In 1909 Temo founded the Ottoman Democratic Party and was elected its president. It advocated for democratic government, minority rights and upholding constitutional liberties that was in opposition to the CUP.

In Istanbul, he was first appointed as a sanitary inspector of Beyoğlu. After the dethronement of Abdulhamid II, he was appointed director of the Darülaceze, but was soon forced to resign. In 1911, he was sent away from Istanbul to combat cholera outbreaks in Edirne and Tekirdağ. After completing his duties in Edirne, he left Istanbul in January 1911 for Constanta.

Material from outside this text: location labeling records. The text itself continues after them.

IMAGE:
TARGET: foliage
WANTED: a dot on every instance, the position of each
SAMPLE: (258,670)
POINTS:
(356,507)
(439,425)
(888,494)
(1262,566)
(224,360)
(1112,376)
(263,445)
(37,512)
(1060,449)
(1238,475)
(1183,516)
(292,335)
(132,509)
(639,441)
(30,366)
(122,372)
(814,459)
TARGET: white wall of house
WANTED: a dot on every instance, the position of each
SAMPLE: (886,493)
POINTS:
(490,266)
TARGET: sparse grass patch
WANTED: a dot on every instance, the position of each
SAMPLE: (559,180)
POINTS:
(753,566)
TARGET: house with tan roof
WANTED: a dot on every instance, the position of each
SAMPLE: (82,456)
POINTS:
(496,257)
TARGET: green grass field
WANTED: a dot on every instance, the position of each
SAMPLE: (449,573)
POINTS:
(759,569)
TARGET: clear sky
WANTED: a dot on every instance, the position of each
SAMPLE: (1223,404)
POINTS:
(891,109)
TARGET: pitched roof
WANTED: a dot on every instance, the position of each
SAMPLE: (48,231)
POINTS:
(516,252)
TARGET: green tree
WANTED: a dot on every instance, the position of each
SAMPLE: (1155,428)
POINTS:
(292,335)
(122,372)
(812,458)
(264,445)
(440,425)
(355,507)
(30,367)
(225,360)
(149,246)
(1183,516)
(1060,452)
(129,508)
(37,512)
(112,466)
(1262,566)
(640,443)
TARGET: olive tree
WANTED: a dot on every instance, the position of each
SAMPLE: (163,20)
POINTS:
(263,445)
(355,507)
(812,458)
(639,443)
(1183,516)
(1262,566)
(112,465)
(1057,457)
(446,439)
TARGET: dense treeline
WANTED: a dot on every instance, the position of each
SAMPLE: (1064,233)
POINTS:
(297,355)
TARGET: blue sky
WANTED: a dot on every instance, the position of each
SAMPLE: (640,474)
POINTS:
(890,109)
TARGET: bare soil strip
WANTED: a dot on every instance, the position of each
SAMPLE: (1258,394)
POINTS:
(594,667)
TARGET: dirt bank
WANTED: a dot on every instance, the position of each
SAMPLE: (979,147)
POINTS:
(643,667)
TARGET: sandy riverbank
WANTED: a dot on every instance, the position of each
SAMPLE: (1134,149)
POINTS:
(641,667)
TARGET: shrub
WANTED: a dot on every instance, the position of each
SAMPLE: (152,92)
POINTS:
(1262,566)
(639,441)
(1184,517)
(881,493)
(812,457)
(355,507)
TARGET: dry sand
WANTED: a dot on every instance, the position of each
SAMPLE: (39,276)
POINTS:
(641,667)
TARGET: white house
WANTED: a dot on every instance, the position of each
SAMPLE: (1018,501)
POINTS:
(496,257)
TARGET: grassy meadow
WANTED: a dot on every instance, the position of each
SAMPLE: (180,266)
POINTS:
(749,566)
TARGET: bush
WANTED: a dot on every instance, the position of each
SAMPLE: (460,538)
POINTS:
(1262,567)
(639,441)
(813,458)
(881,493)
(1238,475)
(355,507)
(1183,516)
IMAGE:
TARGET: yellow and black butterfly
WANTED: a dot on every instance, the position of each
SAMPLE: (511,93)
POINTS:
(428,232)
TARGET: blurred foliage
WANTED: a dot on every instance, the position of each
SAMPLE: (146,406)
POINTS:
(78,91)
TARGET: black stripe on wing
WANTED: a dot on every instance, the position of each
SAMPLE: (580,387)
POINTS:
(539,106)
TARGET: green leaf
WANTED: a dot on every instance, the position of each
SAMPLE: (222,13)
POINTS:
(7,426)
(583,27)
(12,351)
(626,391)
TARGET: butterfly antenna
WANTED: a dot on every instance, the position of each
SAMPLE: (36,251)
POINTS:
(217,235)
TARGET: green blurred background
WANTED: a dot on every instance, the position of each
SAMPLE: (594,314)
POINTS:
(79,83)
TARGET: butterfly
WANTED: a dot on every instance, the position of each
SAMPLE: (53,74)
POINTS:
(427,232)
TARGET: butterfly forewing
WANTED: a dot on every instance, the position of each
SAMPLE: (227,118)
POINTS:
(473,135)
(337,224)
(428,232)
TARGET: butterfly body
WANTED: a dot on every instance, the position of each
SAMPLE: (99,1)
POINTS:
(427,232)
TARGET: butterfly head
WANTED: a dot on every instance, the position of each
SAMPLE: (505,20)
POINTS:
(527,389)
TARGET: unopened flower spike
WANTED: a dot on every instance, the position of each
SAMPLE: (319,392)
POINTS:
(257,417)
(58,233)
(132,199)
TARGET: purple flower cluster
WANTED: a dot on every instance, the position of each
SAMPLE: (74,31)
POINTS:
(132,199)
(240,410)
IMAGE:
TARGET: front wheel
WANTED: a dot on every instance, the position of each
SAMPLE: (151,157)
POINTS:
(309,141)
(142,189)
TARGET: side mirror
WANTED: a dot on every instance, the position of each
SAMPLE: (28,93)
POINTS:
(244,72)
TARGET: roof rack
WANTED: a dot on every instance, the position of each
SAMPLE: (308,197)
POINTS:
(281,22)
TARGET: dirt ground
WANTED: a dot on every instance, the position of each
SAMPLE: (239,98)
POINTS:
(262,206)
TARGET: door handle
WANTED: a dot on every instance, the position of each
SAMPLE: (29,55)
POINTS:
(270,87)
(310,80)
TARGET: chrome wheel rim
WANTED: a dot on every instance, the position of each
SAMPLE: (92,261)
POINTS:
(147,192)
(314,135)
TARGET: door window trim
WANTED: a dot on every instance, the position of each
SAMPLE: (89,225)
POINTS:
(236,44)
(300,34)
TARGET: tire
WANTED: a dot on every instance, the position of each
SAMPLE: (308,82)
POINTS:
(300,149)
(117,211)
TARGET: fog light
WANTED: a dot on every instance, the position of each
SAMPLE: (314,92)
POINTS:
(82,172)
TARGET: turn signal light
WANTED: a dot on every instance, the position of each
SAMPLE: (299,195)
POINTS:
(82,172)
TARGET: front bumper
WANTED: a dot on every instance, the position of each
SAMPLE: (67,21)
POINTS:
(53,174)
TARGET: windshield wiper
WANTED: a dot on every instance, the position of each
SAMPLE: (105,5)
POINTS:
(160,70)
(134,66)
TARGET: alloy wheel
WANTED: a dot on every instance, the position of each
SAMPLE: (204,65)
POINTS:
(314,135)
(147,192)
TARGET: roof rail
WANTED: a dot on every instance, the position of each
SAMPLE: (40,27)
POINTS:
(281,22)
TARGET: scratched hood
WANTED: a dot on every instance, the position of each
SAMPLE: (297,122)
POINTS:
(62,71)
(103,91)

Temo came to Istanbul during the Balkan Wars as head of a seven-person Romanian Red Cross delegation. He attempted to publish a Turkish newspaper called Şık in Medgidia (Mecidiye) in early 1914. He continued his research on writing Turkish in the Latin alphabet, preparing an alphabet resembling the modern Turkish alphabet and distributing it to teachers. He requested that Abdullah Cevdet publish the İçtihad magazine in Istanbul using this alphabet, but this idea was not implemented.

== Romanian politician ==
When Romania entered World War I, Temo served in its army as a major. After the Armistice, he joined the Albanian delegation to the Paris Peace Conference and served on the border demarcation sub-committee.

After returning to Romania, Ibrahim Temo joined the People's Party and served in the Romanian Parliament from 1920 to 1922 as a senator for Caliacra. He served as leader of the party's Medgidia chapter and as the city's interim mayor (1926). During his tenure in Parliament, he brought a dispute concerning the Adakale district, a Turkish-speaking island located on the Danube between Romania and Serbia, to Parliament's attention, contributing to the island's incorporation into Romania. He continued to publish medical and political articles in Turkish magazines. In 1937, he published a 16-page pamphlet titled "Why I Love Atatürk." Temo then embarked on writing his memoirs, sorting through his and İshak Sükûti's private documents and chronicling the founding and development of the CUP. He died in Medgidia on August 5, 1945.

== Legacy ==
A Macedonian high school in Struga in North Macedonia is named after Temo.